As a Black man, father, and activist in the cannabis and psychedelic industry, I know a long and uncertain road that lies ahead. I remain hesitant in believing that the progress in the psychedelic ecosystem will be a panacea for all that ails communities of color. Still, I think that psychedelic policy progression will help. The legacies of racism and oppression are deeply ingrained in our society, and it will take time and effort to dismantle them. But I am hopeful. I’m hopeful that MAPS will stay true to its value of Healing for All and that this healing will reach our most marginalized communities. I’m also optimistic that jobs and training in psychedelic therapies will come to those communities, opening up the business side of psychedelics.

I see a future where my sons can expand their consciousness with a legalized psychedelic landscape in ways I couldn’t under this prohibition reality.
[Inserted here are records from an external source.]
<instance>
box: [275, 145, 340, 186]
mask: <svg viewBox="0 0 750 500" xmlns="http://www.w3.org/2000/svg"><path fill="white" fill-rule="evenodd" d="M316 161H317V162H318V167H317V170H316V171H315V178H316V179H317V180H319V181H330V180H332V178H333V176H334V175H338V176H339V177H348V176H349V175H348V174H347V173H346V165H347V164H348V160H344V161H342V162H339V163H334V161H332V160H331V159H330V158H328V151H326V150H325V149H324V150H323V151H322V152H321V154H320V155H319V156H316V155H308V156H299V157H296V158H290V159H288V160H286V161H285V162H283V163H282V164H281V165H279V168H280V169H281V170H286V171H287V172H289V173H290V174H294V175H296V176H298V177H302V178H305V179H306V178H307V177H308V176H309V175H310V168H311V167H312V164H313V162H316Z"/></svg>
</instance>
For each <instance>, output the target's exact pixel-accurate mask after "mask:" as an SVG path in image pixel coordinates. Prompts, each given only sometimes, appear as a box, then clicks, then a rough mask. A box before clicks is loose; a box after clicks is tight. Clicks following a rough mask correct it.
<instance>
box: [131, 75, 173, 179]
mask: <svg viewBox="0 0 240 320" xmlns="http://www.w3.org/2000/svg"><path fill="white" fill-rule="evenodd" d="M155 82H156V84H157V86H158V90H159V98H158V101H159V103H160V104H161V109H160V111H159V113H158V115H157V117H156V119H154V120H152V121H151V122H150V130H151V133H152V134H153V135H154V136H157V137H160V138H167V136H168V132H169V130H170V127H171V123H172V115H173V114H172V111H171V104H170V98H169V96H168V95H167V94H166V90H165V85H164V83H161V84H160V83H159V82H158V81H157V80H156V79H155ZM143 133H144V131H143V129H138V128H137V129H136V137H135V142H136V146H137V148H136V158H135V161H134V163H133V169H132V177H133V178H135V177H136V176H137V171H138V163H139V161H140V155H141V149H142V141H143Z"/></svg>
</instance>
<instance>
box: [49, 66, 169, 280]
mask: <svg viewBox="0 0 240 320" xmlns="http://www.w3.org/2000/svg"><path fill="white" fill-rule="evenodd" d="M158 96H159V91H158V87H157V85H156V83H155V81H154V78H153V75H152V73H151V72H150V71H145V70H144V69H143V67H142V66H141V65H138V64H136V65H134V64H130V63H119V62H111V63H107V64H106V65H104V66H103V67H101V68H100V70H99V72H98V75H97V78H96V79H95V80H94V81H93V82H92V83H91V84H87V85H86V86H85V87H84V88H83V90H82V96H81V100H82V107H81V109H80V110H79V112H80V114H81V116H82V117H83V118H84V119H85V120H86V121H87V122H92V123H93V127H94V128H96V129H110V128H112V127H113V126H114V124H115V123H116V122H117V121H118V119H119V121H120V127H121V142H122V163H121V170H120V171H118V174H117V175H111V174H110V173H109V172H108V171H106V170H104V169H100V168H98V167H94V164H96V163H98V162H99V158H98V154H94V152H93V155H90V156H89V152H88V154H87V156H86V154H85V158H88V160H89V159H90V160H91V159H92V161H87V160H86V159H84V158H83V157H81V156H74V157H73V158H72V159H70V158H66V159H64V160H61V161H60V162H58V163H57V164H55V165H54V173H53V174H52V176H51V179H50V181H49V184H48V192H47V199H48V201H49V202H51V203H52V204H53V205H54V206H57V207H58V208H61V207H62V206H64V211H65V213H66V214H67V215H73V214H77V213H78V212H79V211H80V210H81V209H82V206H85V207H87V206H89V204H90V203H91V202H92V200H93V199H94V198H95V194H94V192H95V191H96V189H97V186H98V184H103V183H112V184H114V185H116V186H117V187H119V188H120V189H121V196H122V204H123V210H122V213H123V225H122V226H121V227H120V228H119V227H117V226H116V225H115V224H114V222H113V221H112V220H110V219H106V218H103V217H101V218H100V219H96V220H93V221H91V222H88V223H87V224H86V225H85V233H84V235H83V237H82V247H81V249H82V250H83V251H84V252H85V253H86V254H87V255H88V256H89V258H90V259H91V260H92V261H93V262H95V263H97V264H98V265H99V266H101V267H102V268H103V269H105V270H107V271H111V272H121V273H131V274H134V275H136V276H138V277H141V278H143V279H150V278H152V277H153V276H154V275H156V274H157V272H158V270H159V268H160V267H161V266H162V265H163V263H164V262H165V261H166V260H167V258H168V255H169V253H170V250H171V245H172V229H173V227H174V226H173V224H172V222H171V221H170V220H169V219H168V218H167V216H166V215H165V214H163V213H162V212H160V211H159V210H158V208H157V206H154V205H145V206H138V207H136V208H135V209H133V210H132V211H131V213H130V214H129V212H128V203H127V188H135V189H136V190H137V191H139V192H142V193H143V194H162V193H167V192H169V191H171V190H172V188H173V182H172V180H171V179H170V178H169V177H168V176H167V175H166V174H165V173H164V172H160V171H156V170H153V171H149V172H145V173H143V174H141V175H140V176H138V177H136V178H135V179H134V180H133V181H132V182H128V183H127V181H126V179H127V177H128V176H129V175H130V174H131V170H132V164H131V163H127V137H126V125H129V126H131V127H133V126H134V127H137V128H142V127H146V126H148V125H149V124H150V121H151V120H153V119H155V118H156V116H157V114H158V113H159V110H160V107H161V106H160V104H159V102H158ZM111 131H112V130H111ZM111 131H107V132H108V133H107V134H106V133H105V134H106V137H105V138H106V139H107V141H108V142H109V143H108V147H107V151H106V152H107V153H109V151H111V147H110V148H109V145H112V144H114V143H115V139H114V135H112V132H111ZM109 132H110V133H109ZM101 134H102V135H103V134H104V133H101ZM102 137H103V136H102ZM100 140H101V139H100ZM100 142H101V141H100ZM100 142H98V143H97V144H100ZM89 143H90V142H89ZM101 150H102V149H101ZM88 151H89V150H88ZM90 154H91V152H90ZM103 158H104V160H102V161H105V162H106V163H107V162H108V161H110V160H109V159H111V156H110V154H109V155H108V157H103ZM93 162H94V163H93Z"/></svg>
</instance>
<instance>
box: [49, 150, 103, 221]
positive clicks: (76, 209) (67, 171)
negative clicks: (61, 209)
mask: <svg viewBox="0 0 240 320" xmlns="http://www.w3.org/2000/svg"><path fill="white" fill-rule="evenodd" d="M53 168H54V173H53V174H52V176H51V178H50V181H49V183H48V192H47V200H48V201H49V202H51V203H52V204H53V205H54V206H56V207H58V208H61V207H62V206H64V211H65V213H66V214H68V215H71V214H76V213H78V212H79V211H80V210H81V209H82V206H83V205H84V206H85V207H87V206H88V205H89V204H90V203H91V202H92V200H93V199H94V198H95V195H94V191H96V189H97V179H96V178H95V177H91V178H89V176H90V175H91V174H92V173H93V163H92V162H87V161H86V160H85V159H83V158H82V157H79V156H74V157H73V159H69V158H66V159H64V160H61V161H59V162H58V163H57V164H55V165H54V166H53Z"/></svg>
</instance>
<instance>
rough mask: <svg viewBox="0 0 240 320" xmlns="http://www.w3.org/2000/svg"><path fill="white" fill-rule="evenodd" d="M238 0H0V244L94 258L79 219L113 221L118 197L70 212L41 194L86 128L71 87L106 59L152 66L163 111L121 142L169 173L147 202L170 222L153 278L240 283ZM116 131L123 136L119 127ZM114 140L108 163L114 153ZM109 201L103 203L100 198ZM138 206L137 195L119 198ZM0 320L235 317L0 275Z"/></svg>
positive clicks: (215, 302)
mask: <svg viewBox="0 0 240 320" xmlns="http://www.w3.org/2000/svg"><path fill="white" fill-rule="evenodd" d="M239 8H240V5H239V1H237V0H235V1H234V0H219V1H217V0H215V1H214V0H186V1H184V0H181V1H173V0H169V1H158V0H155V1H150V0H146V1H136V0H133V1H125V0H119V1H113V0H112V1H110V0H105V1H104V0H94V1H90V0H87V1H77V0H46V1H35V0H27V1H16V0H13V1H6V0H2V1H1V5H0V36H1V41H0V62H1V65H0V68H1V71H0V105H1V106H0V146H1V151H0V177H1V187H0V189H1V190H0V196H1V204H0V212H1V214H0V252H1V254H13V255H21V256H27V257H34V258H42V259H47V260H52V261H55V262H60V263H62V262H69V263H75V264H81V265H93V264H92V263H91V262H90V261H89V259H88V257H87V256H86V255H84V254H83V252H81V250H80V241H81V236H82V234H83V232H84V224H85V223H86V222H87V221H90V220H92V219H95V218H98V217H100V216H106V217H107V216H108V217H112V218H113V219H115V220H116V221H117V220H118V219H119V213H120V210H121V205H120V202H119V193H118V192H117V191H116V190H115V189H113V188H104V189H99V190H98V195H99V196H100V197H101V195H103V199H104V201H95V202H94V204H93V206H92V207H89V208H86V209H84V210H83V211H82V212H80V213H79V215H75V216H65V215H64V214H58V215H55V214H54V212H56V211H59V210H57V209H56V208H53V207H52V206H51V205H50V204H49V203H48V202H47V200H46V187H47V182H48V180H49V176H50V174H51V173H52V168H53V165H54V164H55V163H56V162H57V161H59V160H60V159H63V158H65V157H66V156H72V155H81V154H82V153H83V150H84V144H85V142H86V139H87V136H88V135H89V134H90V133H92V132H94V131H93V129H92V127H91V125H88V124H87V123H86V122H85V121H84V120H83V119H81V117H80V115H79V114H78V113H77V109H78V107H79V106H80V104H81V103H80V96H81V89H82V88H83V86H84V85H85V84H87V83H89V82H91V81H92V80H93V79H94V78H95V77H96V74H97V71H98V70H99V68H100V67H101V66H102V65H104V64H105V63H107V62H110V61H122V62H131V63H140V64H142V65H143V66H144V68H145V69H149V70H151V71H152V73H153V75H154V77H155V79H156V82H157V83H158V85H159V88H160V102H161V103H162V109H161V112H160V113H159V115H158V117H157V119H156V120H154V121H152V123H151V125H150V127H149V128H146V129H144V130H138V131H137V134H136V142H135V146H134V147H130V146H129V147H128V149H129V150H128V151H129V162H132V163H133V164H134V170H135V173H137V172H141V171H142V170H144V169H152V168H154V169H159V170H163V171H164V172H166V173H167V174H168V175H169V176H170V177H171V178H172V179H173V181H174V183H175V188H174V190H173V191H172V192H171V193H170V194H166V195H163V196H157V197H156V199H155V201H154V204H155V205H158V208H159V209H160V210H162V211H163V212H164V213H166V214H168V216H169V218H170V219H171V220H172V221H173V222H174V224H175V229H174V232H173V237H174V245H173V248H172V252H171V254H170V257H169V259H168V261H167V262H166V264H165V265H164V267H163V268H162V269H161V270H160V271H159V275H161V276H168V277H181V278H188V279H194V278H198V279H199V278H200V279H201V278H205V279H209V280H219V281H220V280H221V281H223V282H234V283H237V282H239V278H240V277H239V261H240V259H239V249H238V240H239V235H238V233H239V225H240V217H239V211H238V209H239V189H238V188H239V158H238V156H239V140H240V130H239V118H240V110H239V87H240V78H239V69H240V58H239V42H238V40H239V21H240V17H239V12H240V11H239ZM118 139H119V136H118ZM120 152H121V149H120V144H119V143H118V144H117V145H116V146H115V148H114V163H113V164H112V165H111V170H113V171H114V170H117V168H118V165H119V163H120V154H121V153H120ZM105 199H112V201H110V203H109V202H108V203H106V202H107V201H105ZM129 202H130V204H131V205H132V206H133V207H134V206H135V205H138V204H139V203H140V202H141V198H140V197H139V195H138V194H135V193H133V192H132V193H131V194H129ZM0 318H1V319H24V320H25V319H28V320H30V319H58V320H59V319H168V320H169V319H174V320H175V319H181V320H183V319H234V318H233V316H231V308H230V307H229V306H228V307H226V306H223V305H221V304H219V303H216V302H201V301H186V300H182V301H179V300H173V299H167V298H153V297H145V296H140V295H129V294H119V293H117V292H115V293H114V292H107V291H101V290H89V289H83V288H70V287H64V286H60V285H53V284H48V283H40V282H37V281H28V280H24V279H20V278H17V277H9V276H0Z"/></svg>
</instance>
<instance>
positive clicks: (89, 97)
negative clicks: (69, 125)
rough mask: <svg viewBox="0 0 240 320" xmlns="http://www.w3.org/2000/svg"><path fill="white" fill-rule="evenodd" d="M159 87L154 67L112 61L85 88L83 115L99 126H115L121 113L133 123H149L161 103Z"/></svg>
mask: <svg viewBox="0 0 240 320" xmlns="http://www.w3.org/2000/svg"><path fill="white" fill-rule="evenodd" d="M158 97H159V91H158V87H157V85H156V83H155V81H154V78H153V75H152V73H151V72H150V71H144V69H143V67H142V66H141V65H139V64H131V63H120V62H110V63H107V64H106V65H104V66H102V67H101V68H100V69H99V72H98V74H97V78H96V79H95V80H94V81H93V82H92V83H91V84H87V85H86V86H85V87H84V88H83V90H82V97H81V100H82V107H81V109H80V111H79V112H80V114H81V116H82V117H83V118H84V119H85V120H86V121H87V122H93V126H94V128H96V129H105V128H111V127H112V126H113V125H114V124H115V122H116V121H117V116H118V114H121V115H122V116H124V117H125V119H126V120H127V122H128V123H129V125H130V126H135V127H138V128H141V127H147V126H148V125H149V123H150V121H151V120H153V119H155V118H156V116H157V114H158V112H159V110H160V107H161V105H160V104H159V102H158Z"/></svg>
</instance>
And I’m hopeful that my children and future generations will not face the same traumas and struggles I did.

As I integrate my thoughts, I’m reminded of the lessons fatherhood has taught me that can be said for my time as a psychonaut, cannabis activist, and drug reform professional, and that’s to remain engaged and optimistic and always be open to surprises.

Kevin Cranford, Jr., M.S.

Kevin Cranford, Jr.  serves as a Communications Officer for MAPS. Kevin earned his bachelor’s and master’s degrees from Morgan State University, the premier HBCU in Baltimore, Maryland. After an early career spent working in television at ESPN and ID Discovery, Kevin comes to MAPS after a decade in the legal services field, traveling the country’s courtrooms as a trial presentation consultant.

But drug policy has always been his passion. While in living in Maryland Kevin spent years as a cannabis advocate and organizer in the DMV area, working with Maryland NORML, the National Cannabis Festival, and the Minority Cannabis Business Association. Now he is excited to bring his passion for communications and drug policy to MAPS!

Outside of his professional life, Kevin enjoys hiking and ultimate frisbee, music, and his United Statues of America account. He lives in the suburbs of Connecticut with his wife Shardae, and two sons Kevin and Noah.